Fabian was about to ask how a signal was to be received when S True continued. “You’ve seen the club. You’ve felt it. The resonance. It wasn’t from them.” He looked skyward. “It was from above, or under. Doesn’t matter. It’s responding to The Get Quick now. They’re dialing it in. Unconsciously, chaotically. And I’m managing the interference.”
“And monetizing it?” Fabian muttered.
“I prefer distributing initiation. We all do our part. Yours is tape. Mine is belief.”
A scooter howled past, and S True stepped back into the alley without ceremony. But before the shadows could take him, he turned once more. “Oh — and if you hear it again,” he said. “The hum. Don’t follow it. Not with your feet. Follow it with reel. That’s where the gates open, these days.”
He was gone.
Fabian stood a long moment in the neon soup of Dean Street, the flyer limp in his hand, already warm with static and damp with fog. Then he turned back to Bar Italia, finished his cigarette, and ordered an espresso he knew he wouldn’t be able to taste.

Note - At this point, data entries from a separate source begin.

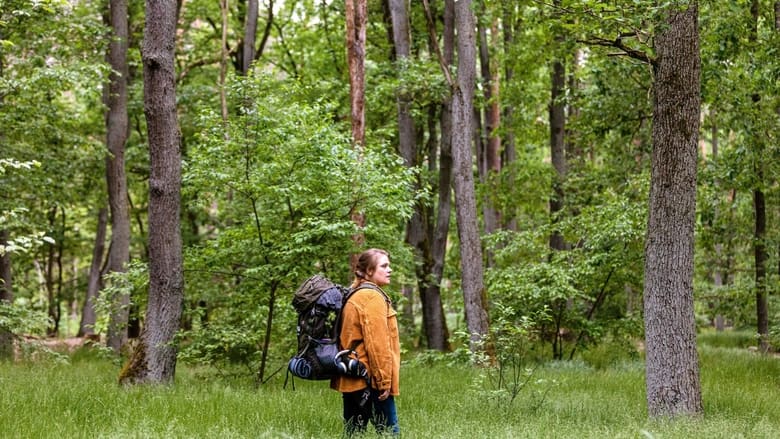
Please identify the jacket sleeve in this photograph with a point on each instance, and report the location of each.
(376, 336)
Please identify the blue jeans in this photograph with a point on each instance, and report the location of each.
(382, 414)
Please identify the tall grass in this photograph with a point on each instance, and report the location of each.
(741, 392)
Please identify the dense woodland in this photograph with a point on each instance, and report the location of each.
(548, 176)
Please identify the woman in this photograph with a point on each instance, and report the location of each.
(370, 328)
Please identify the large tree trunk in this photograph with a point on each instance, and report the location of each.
(116, 136)
(673, 385)
(154, 359)
(472, 283)
(94, 284)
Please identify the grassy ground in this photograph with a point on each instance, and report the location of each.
(741, 392)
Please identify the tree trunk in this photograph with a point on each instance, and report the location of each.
(557, 111)
(116, 136)
(356, 16)
(250, 35)
(154, 359)
(416, 232)
(672, 375)
(492, 157)
(472, 284)
(509, 153)
(94, 284)
(6, 295)
(760, 255)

I joined him. But he seemed not to notice.
Tomorrow, he would visit his tape vault. He would pull the reels labeled “TQT—UFO/May” and “Evol/Echo Sketches 4.” He would take them to a studio S True had procured near the Euston catacombs—the one with the humming walls and the locked control room no one remembered building.
The name of the signal was already forming in his head.
Grotesque Prismatic Godhead, Movement Zero.
I had never wished to be back in Birmingham so badly in my life.